El estado de alarma no debe seguir

Por un lado, ya, desde la penúltima comparecencia del presidente del Gobierno y los anuncios que manifestó en ella, el estado de alarma no tiene base constitucional, ni legal, ni, por tanto, política para mantenerse.

La Constitución (artículo 116) solo establece el procedimiento para declarar y, en su caso, alargar la duración de los estados excepcionales; pero el alcance concreto de su contenido y su justificación respectiva se recogen en la Ley Orgánica 4/1981, de 1 de junio, de los estados de alarma, excepción y sitio. Y, para que cualquiera de ellos (por tanto, también el estado de alarma) pueda decretarse -con más motivo, prorrogarse-, según su artículo primero, apartado uno, es imprescindible lo siguiente: «Procederá la declaración de los  estados de alarma, excepción o sitio cuando circunstancias extraordinarias hiciesen imposible el mantenimiento de la normalidad mediante los poderes ordinarios de las Autoridades competentes».

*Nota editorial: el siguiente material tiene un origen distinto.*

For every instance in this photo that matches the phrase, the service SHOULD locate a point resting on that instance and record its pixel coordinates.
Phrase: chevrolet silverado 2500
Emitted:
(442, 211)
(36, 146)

El hecho de que se ha iniciado la liberación de la reclusión general de la población, impuesta -anómalamente; pero esta es otra cuestión- al amparo del estado de alarma declarado el 14 de marzo y con vigencia, prorrogada sucesivamente, hasta el próximo 9 de mayo, evidencia aún más si cabe que el problema del coronavirus, que es solo sanitario -y así se ha sostenido desde el principio por el Gobierno y la mayoría parlamentaria que lo ha apoyado hasta ahora, e incluso se ha usado para defender que solo hemos estado en un estado de alarma y no de excepción durante 56 días-, es asumible, gestionable con las competencias de que disponen los poderes públicos de forma ordinaria («mantenimiento de la normalidad mediante los poderes ordinarios de las Autoridades competentes», en el lenguaje de la ley).

Por tanto, política y constitucionalmente se debe operar ya con la legalidad ordinaria, cuyo marco parte de la Ley Orgánica 3/1986, de 14 de abril, de Medidas Especiales en Materia de Salud Pública. Desde aquí, las «autoridades sanitarias competentes» (central, autonómicas, provinciales y municipales) pueden «adoptar medidas de reconocimiento, tratamiento, hospitalización o control cuando se aprecien indicios racionales que permitan suponer la existencia de peligro para la salud de la población debido a la situación sanitaria concreta de una persona o grupo de personas o por las condiciones sanitarias en que se desarrolle una actividad» (artículo 2) y hasta «las que se consideren necesarias en caso de riesgo de carácter transmisible» (artículo 3).

Medidas, claro es, que han de adoptarse en perfecta coordinación de todos los entes involucrados, cada uno en el ámbito de sus respectivas competencias, y que tampoco se pueden tomar a discreción, esto es, sin discriminar los casos con base racional (por ejemplo, realización de test masivos). Y, por supuesto, dichos poderes públicos deberán ponderar con sumo cuidado el alcance de dichas medidas y su justificación en caso de incidencia en los derechos fundamentales, que no pueden ser en ningún caso suspendidos, ni deliberadamente lesionados.

Daniel Berzosa es profesor de Derecho Constitucional y abogado.